The model can also be retrained if one wishes by passing the -t or --train flag. Be careful as this will overwrite any output in the output/ directory and saved models in the models directory, as specified by the configuration file.

If one wishes to change parameters, then you can create a new configuration file, or modify an existing configuration file, and provide parameters in the following format:

# general parameters
file_path: 'envs/Reacher_Linux_Multi_NoVis/Reacher.x86_64'
model_file: 'models/multi_ddpg.pkl'
graph_file: 'training-performance.png'

###########################################################################
# valid values include 'random', 'ddpg', 'd4pg', 'ppo'
alg: 'ddpg'
###########################################################################

# parameters for printing and controlling learning time
frame_time: 0.00
max_episodes: 500
max_iterations: 100000
t_update: 1 # number of time steps to take before update
num_updates: 2 # number of network updates to complete in a time step

# model parameters
model_params:
  # training parameters
  gamma: 0.99
  actor_alpha: 0.0001
  critic_alpha: 0.0001
  t_freq: 100
  tau: 0.001

  # parameters for the Ornstein-Uhlenbeck noise process
  use_ornstein: True
  theta: 0.15
  sigma: 0.2
  mu: 0.0
  decay: 1.0  # 1.0 decay is no decay
  # general noise
  epsilon: 1.0
  epsilon_decay: 0.9999
  epsilon_min: 0.01
  noise_variance: 0.5

  # parameters for the replay buffer
  buffer_size: 1000000
  batch_size: 128

  # architecture
  actor_inter_dims: [128, 128]
  critic_inter_dims: [128, 256, 128]
  use_batch_norm: True

  # parameters specific to PPO
  eps_clip: 0.05
  variance_decay: 0.9995

Results

Using the DDPG algorithm, an agent was able to train using the 20-agent version of the Reacher Unity-ML environment. Specificially, this actor-critic Q-learning based algorithm was able to successfully solve the environment with the following architecture:

nn-architecture

With this architectural setup, the following parameters were determined through manual optimization search or by adapting values from the original DDPG paper by Lillicrap at al., specifically regarding parameters for the Ornstein-Uhlenbeck noise process.
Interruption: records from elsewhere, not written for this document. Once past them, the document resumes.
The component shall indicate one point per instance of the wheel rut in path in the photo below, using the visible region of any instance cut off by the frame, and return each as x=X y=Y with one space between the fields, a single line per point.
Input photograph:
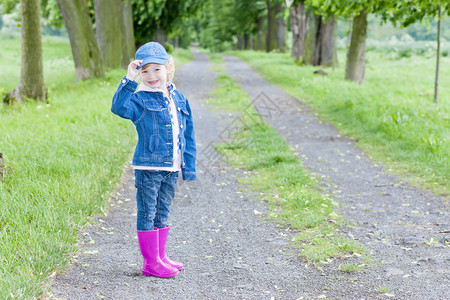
x=217 y=231
x=392 y=219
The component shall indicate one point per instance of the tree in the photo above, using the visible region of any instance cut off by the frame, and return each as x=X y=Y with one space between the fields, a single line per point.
x=155 y=20
x=110 y=33
x=276 y=30
x=129 y=48
x=86 y=54
x=358 y=10
x=313 y=36
x=298 y=16
x=405 y=12
x=31 y=82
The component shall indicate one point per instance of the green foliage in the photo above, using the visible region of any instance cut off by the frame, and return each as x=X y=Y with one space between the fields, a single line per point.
x=166 y=15
x=392 y=116
x=51 y=15
x=222 y=21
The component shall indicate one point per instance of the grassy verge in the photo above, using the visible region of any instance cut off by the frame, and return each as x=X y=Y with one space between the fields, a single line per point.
x=63 y=160
x=392 y=114
x=294 y=198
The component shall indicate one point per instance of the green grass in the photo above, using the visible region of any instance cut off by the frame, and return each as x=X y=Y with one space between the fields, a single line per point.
x=392 y=114
x=294 y=198
x=63 y=161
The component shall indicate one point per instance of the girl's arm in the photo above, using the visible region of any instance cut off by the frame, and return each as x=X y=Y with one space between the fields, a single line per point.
x=188 y=171
x=122 y=105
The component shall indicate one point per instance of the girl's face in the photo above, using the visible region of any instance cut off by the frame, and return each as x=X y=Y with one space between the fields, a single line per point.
x=154 y=76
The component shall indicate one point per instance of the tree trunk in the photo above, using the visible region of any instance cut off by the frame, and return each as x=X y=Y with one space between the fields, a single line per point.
x=310 y=40
x=281 y=27
x=110 y=32
x=298 y=28
x=86 y=54
x=130 y=47
x=259 y=42
x=356 y=56
x=328 y=52
x=271 y=42
x=438 y=59
x=239 y=43
x=31 y=82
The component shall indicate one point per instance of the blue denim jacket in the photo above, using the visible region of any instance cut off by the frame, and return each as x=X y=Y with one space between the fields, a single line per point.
x=149 y=113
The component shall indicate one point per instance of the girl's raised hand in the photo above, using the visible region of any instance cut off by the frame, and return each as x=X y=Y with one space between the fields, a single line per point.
x=132 y=69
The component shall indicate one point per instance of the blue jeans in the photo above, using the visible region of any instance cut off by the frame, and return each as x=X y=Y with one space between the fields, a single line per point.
x=155 y=192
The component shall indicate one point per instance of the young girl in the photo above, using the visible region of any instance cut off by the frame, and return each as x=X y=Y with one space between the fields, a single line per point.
x=166 y=145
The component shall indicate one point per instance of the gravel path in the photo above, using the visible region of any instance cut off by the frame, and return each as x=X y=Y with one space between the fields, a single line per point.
x=231 y=252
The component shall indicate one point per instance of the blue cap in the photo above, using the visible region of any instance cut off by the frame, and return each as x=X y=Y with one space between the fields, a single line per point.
x=152 y=53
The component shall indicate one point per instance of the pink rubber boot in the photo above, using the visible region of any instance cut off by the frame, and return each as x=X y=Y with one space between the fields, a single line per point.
x=163 y=233
x=153 y=265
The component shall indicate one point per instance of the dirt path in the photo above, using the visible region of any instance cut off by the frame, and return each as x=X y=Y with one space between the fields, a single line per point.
x=394 y=220
x=228 y=249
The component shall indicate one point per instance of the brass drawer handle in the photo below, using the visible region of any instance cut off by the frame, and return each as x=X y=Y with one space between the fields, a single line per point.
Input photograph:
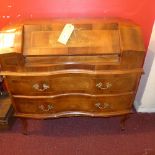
x=103 y=106
x=43 y=108
x=100 y=85
x=42 y=87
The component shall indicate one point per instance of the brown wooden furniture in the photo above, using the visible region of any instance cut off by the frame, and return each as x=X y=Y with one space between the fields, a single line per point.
x=6 y=113
x=95 y=74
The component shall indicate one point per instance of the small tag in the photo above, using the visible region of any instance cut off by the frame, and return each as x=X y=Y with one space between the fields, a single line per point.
x=66 y=33
x=7 y=40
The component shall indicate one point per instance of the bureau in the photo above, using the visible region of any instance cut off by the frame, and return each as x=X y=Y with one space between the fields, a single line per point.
x=95 y=74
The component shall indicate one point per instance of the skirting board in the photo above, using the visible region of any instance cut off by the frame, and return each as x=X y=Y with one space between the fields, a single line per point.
x=142 y=109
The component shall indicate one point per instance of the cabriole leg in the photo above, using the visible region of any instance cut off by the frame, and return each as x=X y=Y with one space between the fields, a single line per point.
x=123 y=120
x=24 y=126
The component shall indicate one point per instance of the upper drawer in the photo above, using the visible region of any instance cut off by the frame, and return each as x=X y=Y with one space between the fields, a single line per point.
x=73 y=83
x=87 y=38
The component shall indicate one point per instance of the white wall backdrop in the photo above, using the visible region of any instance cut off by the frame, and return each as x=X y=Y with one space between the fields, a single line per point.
x=145 y=98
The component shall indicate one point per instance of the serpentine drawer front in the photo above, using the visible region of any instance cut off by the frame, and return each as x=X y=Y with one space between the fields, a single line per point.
x=69 y=83
x=82 y=104
x=95 y=74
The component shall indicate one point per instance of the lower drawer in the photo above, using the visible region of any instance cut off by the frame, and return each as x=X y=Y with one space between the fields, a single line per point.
x=73 y=104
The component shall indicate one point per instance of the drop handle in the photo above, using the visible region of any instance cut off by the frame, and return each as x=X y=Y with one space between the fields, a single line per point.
x=103 y=106
x=46 y=109
x=107 y=85
x=41 y=87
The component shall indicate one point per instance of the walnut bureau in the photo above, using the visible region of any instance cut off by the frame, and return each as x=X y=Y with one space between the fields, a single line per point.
x=95 y=74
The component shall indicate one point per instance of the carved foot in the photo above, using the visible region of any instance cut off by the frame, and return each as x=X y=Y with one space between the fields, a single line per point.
x=122 y=122
x=24 y=126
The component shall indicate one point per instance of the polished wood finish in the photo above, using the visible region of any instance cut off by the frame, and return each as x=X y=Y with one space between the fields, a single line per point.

Hyperparameter utility value
$\alpha$ learning rate 0.001
$\tau$ target network soft-update rate 0.001
$\gamma$ discount factor on future returns 0.99
$t\ update$ number of steps to take before updating networks 1
$num updates$ number of updates to complete each time networks are updated during training 2
$\mu$ regression mean for Ornstein-Uhlenbeck noise 0.0
$\theta$ factor for weighing the delta of value from mean 0.15
$\sigma$ factor for weighting the Weiner (Gaussian) noise process 0.2

With these values, the following results were acquired:

train-results

This illustrates that the agent was able to learn how to reliably control the arm and keep it within the target location in 131 episodes of training. Results were stable, and the ceiling for performance reached approximately ~+37 reward per episode, which remained fairly constant once a steady-state was reached. Training greatly benefitted from training on the multi-agent environment, since then a pooled experience replay enabled agents to learn from a myriad of experience tuples without having to explicitly extract that tuple from direct interaction, even though each of the 20 agents were trained independently of each other.

This result suggests that other algorithms that are able to train on multiple agents, particularly algorithms such as PPO or D4PG, may be able to achieve even better stable learning on this environment. Some may be able to better capitalize on parallelized training and possibly incur additional learning across agents through some level of interaction.